と僕は、つい最近まで連絡を取り合っていた女性のことを考えた。しかしすぐに考えるのをやめ、目の前にいる魅力的な女性の顔を見た。女性も少し酔っているのか、頬や耳を赤く染めていた。白い肌が良く映える。まるで雪の中に咲く寒椿や山茶花を思わせた。こんな綺麗な人が、言ってしまえばこんな場所にいるなんて、どこか不思議な世界にでも迷い込んでしまったかのように思えた。僕は財布を落とした。買ったばかりの黒い財布だ。失ったものは大きい。でもそれは同時に、何かを繋ぎ止めている鎖を引きちぎったことにもならないだろうか。

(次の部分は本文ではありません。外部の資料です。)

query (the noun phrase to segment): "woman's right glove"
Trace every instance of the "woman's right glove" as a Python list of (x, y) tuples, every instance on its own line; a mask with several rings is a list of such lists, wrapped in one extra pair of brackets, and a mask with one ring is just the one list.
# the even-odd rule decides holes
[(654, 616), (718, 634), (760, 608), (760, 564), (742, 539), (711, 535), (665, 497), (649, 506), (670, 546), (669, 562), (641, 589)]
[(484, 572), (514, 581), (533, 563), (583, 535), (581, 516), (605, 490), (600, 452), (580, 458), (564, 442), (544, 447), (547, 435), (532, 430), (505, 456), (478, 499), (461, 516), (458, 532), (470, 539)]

だから言える。この女性のことが好きだと、今ならはっきりと言える。


「キミは恋人とは、どんな感じ?」


聞かなければよかったのに、聞かずにはいられなくて、聞いてしまった。


「んー、いるけど微妙ですよ。いないのと変わんない」


そう笑った女性が、僕はたまらなく憎らしく思った。微妙ってなんだ。いるという事実は変わらない。確かにこの先はどうかわからない。でも僕にはわかる。この女性は今の恋人と別れることなく、僕と繋がりを持っていく。連絡先を交換したり、お互い暇なときにはメッセージでやりとりをする。もしかしたら、通話で話すようなことや、今日みたいに顔と顔を突き合わせて、酒を酌み交わすこともあるかもしれない。でも結局のところ、女性に恋人がいるという事実は変わらないし、その事実に僕は、何度も打ちひしがれることになるのだ。さっき女性は「素敵」だと言ってくれた。でもそれは、女性にとって僕という存在が、都合がいいから「素敵」なのだと思う。もうこれ以上、誰かに都合よく使われるのは嫌だった。


だったら、いっそのこと、壊してしまおうと思った。